It will be really helpful if the fourth method is explained as well, but I have no idea what are determinant equations and cofactors
the original question (number 9) and the marking scheme
Best Answer
For the third method, we can think of a plane by starting at an initial point.$$\mathbf{r}=2\mathbf{i}+5\mathbf{j}−\mathbf{k}+\lambda(\mathbf{i}+2\mathbf{j}+3\mathbf{k})+\mu(2\mathbf{i}+\mathbf{j}−2\mathbf{k}),$$ Imagine you're a bug, starting at the point $(2,5,-1)$, which is on the plane. You can first travel as far as you want in the direction of $\langle 1,2,3\rangle$ or opposite this direction, which produces a line. Then you can also travel as much as you want in the direction of $\langle 2,1,-2\rangle$. Now you have a plane.
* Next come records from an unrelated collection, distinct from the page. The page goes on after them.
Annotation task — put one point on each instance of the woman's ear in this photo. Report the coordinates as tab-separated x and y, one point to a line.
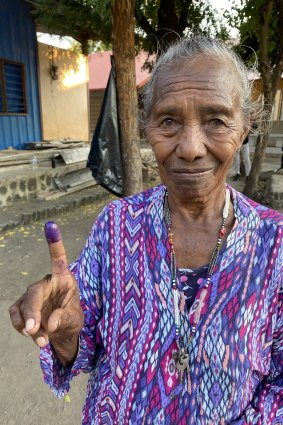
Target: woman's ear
244	134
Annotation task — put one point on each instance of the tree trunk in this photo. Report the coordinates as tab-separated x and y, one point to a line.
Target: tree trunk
270	78
124	56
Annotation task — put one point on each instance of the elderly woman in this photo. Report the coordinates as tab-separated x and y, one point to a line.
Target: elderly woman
180	313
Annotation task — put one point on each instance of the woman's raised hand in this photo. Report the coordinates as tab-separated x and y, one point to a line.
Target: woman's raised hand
50	311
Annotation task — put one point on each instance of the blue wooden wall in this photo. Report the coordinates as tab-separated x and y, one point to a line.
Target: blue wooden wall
18	43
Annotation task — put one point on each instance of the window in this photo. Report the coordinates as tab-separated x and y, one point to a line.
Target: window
12	88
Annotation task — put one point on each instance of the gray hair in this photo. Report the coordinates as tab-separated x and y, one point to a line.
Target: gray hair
189	49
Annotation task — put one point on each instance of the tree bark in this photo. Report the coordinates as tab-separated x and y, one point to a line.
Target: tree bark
123	45
270	79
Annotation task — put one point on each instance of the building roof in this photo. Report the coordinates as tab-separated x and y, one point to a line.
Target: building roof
100	65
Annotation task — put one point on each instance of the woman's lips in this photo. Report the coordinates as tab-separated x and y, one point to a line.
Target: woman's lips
192	173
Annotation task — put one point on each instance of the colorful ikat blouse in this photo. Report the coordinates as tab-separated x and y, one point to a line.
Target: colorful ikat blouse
236	356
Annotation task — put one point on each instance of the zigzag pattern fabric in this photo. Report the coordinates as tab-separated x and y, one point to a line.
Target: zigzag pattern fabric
236	356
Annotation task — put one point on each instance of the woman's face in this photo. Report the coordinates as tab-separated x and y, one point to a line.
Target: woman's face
195	127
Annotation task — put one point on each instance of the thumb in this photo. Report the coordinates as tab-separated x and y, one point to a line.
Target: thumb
59	263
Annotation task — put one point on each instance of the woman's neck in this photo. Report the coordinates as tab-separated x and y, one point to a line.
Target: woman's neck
197	210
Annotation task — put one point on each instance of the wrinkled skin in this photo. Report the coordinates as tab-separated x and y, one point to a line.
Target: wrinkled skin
50	311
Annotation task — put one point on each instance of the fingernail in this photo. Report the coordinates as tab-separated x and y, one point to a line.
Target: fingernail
52	232
41	341
30	324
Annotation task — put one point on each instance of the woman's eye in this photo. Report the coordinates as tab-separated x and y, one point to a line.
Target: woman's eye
216	123
167	122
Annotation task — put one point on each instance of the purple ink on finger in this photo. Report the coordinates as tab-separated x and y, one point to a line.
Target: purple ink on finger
52	232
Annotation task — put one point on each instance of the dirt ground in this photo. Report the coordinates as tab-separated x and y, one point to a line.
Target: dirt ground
25	399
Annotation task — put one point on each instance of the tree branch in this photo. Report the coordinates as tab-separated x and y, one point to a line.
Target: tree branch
143	22
279	66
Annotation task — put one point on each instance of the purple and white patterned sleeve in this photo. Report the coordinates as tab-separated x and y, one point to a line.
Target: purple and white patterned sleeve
87	271
266	408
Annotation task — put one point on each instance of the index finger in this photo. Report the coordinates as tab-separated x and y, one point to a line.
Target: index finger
59	263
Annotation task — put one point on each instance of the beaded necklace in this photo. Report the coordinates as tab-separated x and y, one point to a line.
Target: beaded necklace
181	357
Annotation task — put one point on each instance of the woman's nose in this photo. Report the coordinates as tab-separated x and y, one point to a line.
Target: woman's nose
191	143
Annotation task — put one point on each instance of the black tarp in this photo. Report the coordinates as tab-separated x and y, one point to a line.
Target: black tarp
104	158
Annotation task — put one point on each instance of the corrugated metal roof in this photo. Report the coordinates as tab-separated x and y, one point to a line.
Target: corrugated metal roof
18	43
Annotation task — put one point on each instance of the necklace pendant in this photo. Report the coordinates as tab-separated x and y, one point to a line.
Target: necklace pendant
181	358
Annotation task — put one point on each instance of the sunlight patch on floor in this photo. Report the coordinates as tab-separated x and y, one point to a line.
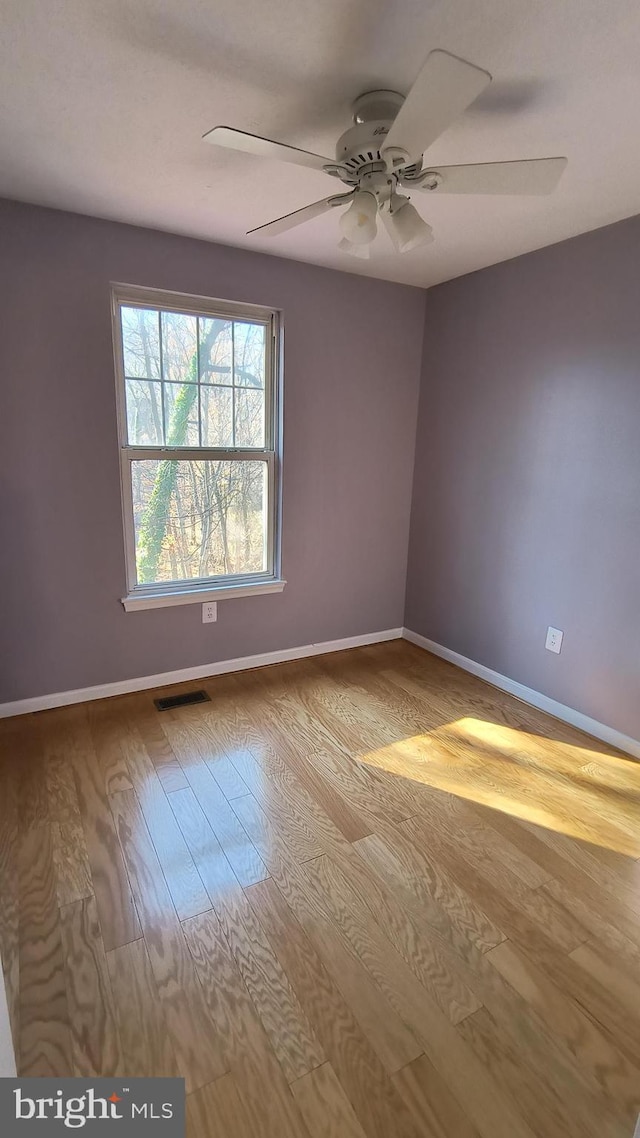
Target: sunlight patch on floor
588	794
If you take the parametric equations that this equation gives, you'd get $$x=2+\lambda+2\mu,\quad y=5+2\lambda+\mu,\text{ and } z=-1+3\lambda-2\mu,$$ and you can eliminate $\lambda$ and $\mu$ to get a single equation involving just $x$, $y$, and $z$.
For the fourth method, the determinant of a matrix is zero precisely when one vector can be written as a combination of the others. So this is just giving a slick way to find when $\langle x-2,y-5,z-1\rangle$ is in the span of $\langle 1,2,3\rangle$ and $\langle 2,1,-2\rangle$.